So - five months ago Valerie’s boyfriend Nick opened fire on the school cafeteria. He shot her when she tried to stop him, and she inadvertently saved the life of a classmate. Five months on and the investigation has revealed numerous incriminating emails between Valerie and Nick as well as the Hate List - a book containing all the names of the people Valerie and Nick wanted dead.
Or people they *said* they wanted dead. Because while Valerie hated the people who taunted and bullied her and Nick, Valerie had nothing to do with Nick’s decision to massacre their classmates.
The story jumps between the day of the shooting and a few months later when the school and town are trying to come to terms with what’s happened.
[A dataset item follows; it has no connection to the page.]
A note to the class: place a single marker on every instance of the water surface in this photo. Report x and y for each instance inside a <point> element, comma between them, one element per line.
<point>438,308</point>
As you can probably imagine, Valerie is not flavour of the month with ... well, with anyone. They all see her as a co-conspirator who has somehow managed to evade death or arrest.
This was a really engaging read and I ploughed through it in just over a day. Valerie was a very relatable MC and struck an amazing balance between hating what Nick did and still loving the boyfriend he used to be, between being a victim of bullying, but also being a survivor and not letting people walk all over her.
Nick, too, was a mixture of absolute knob and a victim. Obviously taking a gun to school is not the way to solve your problems, but this book is as much of a warning about the effects of bullying as it is an argument for gun control. Nick had been bullied for years. He had also smoked pot and had got caught up with a really unsavoury character who, and it’s implied more than expressed, encouraged him to commit the shooting.
Plus, the students at their high school just sound like a bunch of evil hyenas. Honestly, there were times I thought, ‘Bloody hell. I’m surprised he left it this long before shooting them.’ Some of the things they did to Valerie and Nick were just evil.
The reason I didn’t give this book five stars is because it just didn’t feel - I’m kind of struggling for the right word here, and I think the word I’m going to go with is - powerful enough for me. I didn’t feel like people were horrified enough that a school shooting had taken place. They were sad and everything, sure, but it seemed like everyone treated the tragedy with a kind of resigned inevitability. Like, ‘Oh God, another high school shooting has happened. That’s terrible.’
I don’t think it’s the writing, or the author being afraid of piling on the tension - I think it’s actually a cultural thing. Maybe it’s because I’m British and our gun culture is totally different to that in America. The last school shooting in Britain was Dunblane, twenty years ago this year, and after Dunblane happened parliament passed a law banning all handguns. If a school shooting happened again, it would top the news headlines for weeks. It would just be ... massive. The school shooting in Hate List didn’t feel as massive as I’d have expected it to be.
(By the way, this isn’t me trying to sell Britain as some kind of utopia. God knows there are plenty of ways we’re managing to screw our country up, but guns thankfully isn’t one of them.)
So yeah, I guess I was expecting a read that would totally tilt my world off its axis, and while Hate List is very powerful it didn’t leave me feeling like I’d gone through the emotional wringer. Still a very good read, though, and an important one too.